Dr. Giles’ latest book, The New Science of Radical Innovation, provides a clear process for radical innovation that produces 10x improvements and has been endorsed prominent industry leaders such as Jonathan Rosenberg, Daniel Pink, Marshall Goldsmith and Sean Covey.

Friday, February 16, 2018

Receptiveness to Community (Guest Post)

Receptiveness to Community
By Shelly L. Francis

Leadership can be lonely, but it doesn’t have to be. It requires not only a capacity to create community but also a willingness to receive community as a gift. Becoming receptive to the idea of needing a community is an act of social courage because it means allowing yourself to be real. Many leaders do not want to admit that they need help or have feelings or need other people. Such humility can be seen as weakness. Becoming receptive involves inner work. It must be present in you as “a capacity for connectedness”—a capacity to resist the forces of disconnection, such as narcissism, egotism, jealousy, and competition.
In the complicated landscape of your life, you may have community in one arena but not in another. At certain times in your life, you may be happily surrounded by colleagues, family, and friends; as circumstances change, you may find yourself alone once again. Community is rarely a given, obtained once and kept forever. As Patrick pointed out, community requires careful, regular tending, just as a garden does if it is to thrive for more than one season.
“I was keenly aware we didn’t have as much fun together as I thought we probably should. I decided to recruit what we call the Fun Committee. There’s three of us, and we have very fun planning meetings after hours in a local bar. Then we plan events, about one a quarter, for the senior executive team to do or to host for other executive groups. That sense of creating community has been really important, and helped us with some challenging work that we had to do in the first half of this year.”
Cultivating community can also be a form of self-care. Patrick applies an adaptive leadership concept: giving yourself a sense of sanctuary on a daily, weekly, monthly, and annual basis.
“It’s easy to feel you can’t add anything new to your day, but this idea didn’t require me to do something new, but just do what I’m doing with more intentionality.” When stepping into the shower each morning or being more attentive at church, he says to himself, “This is my sanctuary.” 
“I play racquetball once a week with the same guy, and I now say to myself, ‘This is my sanctuary.’ I’m still a jerk to him on the court, but that’s racquetball. At my poker group, I stop and look around the table at the five to fifteen guys and think to myself, ‘This is my sanctuary; these are the guys in the lifeboat with me.’”
He often tells the people he leads, “You can create your own community if you don’t have one. Find your own practice; here are some examples. Don’t shy away from thinking you can’t. There are lots of options.”

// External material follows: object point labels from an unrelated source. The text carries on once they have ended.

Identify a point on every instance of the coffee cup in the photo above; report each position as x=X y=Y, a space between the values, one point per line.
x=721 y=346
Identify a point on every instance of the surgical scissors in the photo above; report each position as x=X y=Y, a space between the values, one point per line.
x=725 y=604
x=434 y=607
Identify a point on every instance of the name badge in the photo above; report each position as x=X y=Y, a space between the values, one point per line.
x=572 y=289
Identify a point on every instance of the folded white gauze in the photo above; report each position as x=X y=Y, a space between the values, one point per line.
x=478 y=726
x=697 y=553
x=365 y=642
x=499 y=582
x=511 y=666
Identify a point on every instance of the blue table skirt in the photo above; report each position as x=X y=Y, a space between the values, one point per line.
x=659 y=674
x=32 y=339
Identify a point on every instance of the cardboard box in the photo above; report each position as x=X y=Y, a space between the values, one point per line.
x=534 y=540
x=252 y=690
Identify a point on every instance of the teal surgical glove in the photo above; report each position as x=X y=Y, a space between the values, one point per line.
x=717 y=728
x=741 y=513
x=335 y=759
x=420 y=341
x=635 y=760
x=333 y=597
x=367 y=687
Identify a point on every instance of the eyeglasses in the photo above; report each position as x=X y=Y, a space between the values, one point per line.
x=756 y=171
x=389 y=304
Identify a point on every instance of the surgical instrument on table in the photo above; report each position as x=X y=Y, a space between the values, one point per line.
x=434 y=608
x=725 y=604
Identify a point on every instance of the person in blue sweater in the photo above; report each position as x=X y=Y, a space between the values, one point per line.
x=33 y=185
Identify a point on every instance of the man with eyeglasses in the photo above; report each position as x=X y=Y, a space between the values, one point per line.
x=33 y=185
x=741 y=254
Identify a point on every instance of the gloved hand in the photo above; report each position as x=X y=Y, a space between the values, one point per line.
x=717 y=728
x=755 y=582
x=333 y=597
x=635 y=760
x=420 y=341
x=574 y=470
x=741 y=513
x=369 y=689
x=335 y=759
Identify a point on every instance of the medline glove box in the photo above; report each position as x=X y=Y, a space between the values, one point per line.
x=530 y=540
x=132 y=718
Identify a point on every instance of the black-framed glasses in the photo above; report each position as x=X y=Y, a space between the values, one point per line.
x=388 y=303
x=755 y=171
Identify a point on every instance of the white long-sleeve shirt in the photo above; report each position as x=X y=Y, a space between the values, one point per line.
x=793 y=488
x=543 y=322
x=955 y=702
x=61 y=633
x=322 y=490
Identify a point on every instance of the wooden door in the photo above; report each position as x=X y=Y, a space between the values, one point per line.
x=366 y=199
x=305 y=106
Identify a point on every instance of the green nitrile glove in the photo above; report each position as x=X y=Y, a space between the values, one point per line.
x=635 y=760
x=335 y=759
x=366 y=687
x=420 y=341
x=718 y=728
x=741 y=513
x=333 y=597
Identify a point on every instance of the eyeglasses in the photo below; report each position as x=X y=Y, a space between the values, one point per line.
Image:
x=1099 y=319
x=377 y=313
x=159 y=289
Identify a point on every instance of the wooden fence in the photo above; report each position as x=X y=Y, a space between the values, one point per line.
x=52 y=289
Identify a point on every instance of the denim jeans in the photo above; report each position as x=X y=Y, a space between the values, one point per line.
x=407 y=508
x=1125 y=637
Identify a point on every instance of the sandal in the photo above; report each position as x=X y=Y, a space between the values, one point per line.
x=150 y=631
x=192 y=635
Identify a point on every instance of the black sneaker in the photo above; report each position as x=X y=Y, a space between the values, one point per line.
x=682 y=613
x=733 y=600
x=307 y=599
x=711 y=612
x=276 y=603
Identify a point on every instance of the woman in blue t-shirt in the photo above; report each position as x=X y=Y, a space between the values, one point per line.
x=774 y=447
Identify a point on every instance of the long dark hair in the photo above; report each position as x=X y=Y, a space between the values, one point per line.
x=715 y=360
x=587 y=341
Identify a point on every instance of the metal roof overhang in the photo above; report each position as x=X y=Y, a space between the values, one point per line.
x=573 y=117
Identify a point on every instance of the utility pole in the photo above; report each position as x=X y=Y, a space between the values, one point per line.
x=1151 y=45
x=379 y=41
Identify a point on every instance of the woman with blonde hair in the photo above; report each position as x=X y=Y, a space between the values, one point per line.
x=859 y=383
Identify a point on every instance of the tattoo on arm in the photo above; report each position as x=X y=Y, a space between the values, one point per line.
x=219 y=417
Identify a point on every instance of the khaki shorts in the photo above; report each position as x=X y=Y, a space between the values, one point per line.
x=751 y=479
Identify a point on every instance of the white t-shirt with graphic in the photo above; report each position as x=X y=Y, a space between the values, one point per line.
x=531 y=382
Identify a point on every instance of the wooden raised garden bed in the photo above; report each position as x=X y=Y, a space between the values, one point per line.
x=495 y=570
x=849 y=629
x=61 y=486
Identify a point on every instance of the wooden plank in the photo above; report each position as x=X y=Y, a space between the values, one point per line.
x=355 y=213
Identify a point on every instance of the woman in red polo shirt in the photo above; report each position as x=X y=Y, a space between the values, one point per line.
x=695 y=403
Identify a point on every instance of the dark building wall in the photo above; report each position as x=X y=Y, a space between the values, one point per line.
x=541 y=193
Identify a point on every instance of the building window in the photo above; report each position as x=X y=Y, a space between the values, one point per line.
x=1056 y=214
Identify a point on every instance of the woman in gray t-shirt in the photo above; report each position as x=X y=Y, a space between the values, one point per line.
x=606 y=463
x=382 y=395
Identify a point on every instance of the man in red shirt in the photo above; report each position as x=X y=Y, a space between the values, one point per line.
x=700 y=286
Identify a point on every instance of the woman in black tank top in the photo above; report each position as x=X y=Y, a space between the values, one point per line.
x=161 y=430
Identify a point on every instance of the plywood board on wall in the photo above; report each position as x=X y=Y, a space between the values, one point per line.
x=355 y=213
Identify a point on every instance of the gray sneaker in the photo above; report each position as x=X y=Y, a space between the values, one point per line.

We were created in and for a complex ecology of relatedness, and without it we wither and die. This simple fact has critical implications: community is not a goal to be achieved but a gift to be received.
—Parker J. Palmer

About Shelly L. Francis
Shelly L. Francis has been the marketing and communications director at the Center for Courage & Renewal since mid-2012. Before coming to the Center, Shelly directed trade marketing and publicity for multi-media publisher Sounds True, Inc. Her career has spanned international program management, web design, corporate communications, trade journals, and software manuals.

The common thread throughout her career has been bringing to light best-kept secrets — technology, services, resources, ideas — while bringing people together to facilitate collective impact and good work. Her latest book The Courage Way: Leading and Living with Integrity identifies key ingredients needed to cultivate courage in personal and professional aspects of life.